Anne Frank, The Diary of a Young Girl (1947)

She wrote about how her dream was to become a writer.

I finally realized that I must do my schoolwork to keep from being ignorant, to get on in life, to become a journalist, because that’s what I want! I know I can write. A few of my stories are good, my descriptions of the Secret Annex are humorous, much of my diary is vivid and alive, but. . . it remains to be seen whether I really have talent. “Eva’s Dream” is my best fairy tale, and the odd thing is that I don’t have the faintest idea where it came from. Parts of “Cady’s Life” are also good, but as a whole it’s nothing special. I’m my best and harshest critic. I know what’s good and what isn’t.

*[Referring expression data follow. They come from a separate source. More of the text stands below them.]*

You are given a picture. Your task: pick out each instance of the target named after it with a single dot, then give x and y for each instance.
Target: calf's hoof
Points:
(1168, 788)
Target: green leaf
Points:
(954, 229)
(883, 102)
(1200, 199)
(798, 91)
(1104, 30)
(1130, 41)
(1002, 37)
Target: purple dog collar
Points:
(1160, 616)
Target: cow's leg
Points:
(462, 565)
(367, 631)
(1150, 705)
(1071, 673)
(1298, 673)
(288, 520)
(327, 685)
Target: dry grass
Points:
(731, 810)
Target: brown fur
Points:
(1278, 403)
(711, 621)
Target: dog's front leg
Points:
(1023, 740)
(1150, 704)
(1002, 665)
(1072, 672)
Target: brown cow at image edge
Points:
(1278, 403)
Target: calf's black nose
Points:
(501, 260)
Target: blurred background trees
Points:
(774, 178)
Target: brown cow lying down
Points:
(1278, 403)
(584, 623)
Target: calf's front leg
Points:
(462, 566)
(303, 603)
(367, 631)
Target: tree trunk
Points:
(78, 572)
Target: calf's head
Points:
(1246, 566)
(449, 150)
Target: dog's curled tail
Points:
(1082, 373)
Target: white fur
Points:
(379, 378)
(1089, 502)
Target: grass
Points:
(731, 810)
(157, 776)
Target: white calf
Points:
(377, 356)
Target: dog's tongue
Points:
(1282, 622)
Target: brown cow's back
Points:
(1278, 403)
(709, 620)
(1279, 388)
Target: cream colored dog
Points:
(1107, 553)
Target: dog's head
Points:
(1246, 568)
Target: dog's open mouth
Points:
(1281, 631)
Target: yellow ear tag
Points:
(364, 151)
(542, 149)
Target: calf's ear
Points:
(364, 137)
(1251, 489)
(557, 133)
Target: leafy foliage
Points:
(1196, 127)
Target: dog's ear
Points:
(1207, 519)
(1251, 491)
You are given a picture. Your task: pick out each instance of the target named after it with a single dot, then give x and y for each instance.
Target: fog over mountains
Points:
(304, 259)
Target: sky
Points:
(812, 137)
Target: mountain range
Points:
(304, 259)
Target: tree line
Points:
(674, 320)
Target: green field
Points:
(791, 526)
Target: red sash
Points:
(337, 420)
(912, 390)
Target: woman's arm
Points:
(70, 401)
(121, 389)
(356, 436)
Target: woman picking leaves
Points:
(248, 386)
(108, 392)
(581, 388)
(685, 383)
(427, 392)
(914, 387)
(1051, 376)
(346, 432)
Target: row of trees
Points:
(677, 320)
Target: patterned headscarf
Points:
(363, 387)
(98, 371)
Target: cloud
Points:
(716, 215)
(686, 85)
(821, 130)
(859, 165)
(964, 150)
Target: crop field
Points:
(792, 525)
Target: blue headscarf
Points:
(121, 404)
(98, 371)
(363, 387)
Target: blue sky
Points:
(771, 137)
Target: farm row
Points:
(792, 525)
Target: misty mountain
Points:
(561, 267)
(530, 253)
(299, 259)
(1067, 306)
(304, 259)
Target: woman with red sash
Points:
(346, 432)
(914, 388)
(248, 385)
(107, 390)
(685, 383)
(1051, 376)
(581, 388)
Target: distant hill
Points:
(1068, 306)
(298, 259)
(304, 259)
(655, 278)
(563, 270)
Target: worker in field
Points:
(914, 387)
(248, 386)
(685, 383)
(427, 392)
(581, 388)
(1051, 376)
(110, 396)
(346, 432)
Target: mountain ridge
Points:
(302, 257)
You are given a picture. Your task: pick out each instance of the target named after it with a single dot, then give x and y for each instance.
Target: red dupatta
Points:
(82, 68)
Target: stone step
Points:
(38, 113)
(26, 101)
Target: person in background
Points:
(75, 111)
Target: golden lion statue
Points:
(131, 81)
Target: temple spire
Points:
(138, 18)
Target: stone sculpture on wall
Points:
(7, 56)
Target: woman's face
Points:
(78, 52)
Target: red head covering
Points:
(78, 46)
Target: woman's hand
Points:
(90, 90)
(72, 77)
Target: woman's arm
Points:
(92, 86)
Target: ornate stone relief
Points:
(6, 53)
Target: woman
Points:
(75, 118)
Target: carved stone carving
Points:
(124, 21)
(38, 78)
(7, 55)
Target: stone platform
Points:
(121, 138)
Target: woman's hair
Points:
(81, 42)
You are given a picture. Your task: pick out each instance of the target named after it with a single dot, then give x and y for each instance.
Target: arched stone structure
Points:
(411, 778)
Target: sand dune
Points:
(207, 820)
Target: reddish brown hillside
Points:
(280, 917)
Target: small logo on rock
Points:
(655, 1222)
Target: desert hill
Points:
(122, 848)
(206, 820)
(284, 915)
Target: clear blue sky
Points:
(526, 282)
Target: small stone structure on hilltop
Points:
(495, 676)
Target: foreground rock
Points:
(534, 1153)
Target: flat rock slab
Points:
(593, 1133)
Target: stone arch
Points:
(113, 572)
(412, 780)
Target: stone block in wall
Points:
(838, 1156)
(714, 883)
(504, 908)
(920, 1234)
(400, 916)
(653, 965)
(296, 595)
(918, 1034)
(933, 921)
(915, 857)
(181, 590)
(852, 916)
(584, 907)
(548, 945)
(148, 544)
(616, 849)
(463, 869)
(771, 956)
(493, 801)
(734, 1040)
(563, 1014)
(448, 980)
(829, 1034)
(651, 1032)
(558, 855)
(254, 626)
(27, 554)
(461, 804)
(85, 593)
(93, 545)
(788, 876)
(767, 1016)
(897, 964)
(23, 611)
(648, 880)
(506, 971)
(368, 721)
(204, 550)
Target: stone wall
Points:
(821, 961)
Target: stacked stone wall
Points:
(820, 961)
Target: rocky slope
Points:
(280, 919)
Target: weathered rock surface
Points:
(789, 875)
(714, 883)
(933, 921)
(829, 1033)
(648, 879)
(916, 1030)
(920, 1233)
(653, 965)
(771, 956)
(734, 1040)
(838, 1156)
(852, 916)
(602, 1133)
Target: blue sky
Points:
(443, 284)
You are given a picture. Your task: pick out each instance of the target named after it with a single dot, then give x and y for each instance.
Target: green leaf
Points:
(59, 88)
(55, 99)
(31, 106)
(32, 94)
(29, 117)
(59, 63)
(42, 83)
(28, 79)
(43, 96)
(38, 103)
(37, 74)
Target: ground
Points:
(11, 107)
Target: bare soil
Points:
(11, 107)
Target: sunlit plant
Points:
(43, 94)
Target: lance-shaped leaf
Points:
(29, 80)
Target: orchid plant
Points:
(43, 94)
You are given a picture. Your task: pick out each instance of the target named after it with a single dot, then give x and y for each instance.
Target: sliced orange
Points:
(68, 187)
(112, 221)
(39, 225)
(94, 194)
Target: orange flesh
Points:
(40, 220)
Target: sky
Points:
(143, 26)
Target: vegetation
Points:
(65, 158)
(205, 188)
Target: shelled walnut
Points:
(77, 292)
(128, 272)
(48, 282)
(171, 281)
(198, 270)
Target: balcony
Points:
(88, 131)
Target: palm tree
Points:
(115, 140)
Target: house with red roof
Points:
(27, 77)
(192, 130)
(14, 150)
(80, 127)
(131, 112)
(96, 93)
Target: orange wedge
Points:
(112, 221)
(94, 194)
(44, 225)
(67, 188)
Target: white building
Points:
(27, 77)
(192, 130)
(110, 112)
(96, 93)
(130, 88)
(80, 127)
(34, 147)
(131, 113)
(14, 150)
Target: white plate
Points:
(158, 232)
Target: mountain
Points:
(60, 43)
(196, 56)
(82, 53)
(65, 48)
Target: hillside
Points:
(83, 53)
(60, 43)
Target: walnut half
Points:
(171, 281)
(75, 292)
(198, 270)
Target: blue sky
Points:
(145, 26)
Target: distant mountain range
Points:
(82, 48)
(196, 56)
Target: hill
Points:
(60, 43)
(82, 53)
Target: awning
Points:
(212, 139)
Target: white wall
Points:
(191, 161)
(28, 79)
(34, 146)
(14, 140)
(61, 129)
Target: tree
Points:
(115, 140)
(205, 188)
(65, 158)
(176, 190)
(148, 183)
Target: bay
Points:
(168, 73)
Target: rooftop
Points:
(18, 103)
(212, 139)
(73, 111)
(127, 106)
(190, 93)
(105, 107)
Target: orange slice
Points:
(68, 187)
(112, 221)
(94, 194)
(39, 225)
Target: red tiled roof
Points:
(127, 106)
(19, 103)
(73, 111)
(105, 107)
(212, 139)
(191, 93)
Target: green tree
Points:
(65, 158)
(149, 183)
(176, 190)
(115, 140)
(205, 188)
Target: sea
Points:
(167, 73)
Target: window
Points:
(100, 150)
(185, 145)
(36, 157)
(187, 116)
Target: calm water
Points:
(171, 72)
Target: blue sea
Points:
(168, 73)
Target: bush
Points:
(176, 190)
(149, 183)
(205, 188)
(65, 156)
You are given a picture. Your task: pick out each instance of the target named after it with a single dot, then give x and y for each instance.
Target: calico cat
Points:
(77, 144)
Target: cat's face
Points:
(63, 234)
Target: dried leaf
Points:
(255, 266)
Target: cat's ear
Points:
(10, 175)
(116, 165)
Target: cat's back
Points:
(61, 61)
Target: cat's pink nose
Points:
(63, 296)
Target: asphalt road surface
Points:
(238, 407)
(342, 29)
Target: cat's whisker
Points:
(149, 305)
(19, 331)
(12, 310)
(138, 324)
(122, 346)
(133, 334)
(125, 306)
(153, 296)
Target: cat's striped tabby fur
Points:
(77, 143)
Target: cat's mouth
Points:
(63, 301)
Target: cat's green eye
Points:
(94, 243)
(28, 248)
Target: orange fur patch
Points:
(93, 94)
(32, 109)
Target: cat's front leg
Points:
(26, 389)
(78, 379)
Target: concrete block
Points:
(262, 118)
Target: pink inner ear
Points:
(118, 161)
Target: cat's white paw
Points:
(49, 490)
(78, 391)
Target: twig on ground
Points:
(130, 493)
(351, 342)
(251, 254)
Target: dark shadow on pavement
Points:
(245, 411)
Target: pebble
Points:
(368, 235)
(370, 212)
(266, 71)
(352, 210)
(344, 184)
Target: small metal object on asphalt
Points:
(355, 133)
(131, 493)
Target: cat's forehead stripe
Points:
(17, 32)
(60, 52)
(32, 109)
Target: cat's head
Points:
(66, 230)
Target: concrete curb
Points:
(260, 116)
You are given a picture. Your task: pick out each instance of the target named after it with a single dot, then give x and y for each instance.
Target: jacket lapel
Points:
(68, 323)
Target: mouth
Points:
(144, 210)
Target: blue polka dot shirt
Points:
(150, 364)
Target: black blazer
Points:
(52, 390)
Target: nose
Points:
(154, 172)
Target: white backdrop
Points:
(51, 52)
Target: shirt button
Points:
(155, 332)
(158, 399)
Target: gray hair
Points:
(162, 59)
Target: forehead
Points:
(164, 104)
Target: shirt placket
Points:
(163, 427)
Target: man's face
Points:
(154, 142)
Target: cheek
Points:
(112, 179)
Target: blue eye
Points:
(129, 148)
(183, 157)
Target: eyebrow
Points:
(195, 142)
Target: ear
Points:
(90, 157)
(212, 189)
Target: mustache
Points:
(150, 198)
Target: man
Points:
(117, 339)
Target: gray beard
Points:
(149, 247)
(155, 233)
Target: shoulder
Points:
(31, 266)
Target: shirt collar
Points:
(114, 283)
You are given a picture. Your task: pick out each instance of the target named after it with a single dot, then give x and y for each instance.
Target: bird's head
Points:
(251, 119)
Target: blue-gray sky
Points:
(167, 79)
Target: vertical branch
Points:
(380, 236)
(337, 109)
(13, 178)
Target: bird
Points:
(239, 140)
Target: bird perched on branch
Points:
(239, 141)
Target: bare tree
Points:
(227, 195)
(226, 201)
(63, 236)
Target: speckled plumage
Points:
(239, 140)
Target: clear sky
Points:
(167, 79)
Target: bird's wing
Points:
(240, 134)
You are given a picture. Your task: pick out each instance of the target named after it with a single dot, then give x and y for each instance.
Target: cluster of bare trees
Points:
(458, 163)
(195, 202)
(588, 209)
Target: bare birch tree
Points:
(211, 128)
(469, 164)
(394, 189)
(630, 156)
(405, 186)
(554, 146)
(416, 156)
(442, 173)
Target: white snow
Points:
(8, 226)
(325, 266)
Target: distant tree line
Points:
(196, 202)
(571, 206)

Unless you write yourself, you can’t know how wonderful it is; I always used to bemoan the fact that I couldn’t draw, but now I’m overjoyed that at least I can write. And if I don’t have the talent to write books or newspaper articles, I can always write for myself. But I want to achieve more than that. I can’t imagine having to live like Mother, Mrs. van Daan and all the women who go about their work and are then forgotten. I need to have something besides a husband and children to devote myself to! I don’t want to have lived in vain like most people. I want to be useful or bring enjoyment to all people, even those I’ve never met. I want to go on living even after my death! And that’s why I’m so grateful to God for having given me this gift, which I can use to develop myself and to express all that’s inside me!

When I write I can shake off all my cares. My sorrow disappears, my spirits are revived! But, and that’s a big question, will I ever be able to write something great, will I ever become a journalist or a writer? I hope so, oh, I hope so very much, because writing allows me to record everything, all my thoughts, ideals and fantasies.

Anne Frank, The Diary of a Young Girl (1947)

And with her talent, she wrote a moving description of what she felt.

I see the eight of us in the Annex as if we were a patch of blue sky surrounded by menacing black clouds. The perfectly round spot on which we’re standing is still safe, but the clouds are moving in on us, and the ring between us and the approaching danger is being pulled tighter and tighter. We’re surrounded by darkness and danger, and in our desperate search for a way out we keep bumping into each other. We look at the fighting down below and the peace and beauty up above. In the meantime, we’ve been cut off by the dark mass of clouds, so that we can go neither up nor down. It looms before us like an impenetrable wall, trying to crush us, but not yet able to. I can only cry out and implore, “Oh, ring, ring, open wide and let us out!

Anne Frank, The Diary of a Young Girl (1947)

When a laugh is cheap, I know I’ve got it good.